Back in September of 2007, many bank boards said they plan on doing what they have been doing for 2008. 2 months into the year, we can see clearly that strategy is not going to work. Many banks are convening an ad hoc strategic planning meeting to at least ask the question how can they better take advatage of the current market opportunities. Many more banks are taking another look at how they can re-adjust their lending, deposit and new customer acquisition focus.
Top performing banks ask and re-ask tough questions about how sustainable their high margin products and services will be and what are they can do to replace them, knowing that only 1 in 5 new ventures will exceed expectations. In order to help in strategic planning, some banks use a "Real Options" methodology. Unlike the traditional Net Present Value ("NPV") calculation that finance executives typically lean on, the Real Options model looks at various cash flows of a potential new venture, considers different outcomes, and assigns probabilities to each one. The key to Real Options is to identify the risks associated with a capital investment and the range of options or critical decisions that address those risks. Each option can then be assessed and factored into an overall value for the investment.

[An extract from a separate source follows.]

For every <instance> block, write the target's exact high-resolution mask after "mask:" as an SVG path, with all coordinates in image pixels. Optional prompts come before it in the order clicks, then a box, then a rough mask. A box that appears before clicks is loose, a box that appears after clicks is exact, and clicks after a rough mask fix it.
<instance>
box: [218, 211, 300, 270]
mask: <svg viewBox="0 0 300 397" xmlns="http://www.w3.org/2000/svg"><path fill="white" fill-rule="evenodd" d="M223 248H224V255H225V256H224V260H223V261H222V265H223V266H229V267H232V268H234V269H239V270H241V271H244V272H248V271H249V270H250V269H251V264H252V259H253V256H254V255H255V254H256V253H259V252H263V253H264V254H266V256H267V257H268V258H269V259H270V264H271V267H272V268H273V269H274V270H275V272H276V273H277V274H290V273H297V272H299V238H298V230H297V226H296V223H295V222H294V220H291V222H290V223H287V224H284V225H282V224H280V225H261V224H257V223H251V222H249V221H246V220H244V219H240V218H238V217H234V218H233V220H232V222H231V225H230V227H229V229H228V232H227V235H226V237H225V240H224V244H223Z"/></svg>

In this market, many banks are finding that by limiting risk, giving up short-term growth potential, accepting lower margins and reducing overhead expenses, would leave them the best chance to increase their probability of success in each new venture. By intuitively using the Real Options model for evaluating strategic objectives, banks sometimes find that by making a number of small investments in both new products and markets creates the best probability of success. Other banks will choose to focus their energy on a single area because that strategy, while the highest risk, presents the best long-run return.
Regardless of which path banks choose, it is helpful to think of strategic decisions as an investment. Banks know that while some investments will produce spectacular returns, most will produce average returns and many will fail. It is also interesting to note that the average top performing bank develops 3 to 10 projects every year, in the hopes of initiating 1 or 2 good ideas. This is the antithesis of many banks, that choose to do the same thing year in and year out. The crazy thing is that despite poor performance some banks are still planning to stay the course.
We highly recommend that banks call an additional offsite strategy meeting in the next couple of months and take another look at their portfolio of initiatives for the future. Portfolio planning works in loans and securities, so why not use the same theories in strategic planning? Like bottled water, an idea that seemed totally crazy last year, just may end up making you a lot of money in 2008.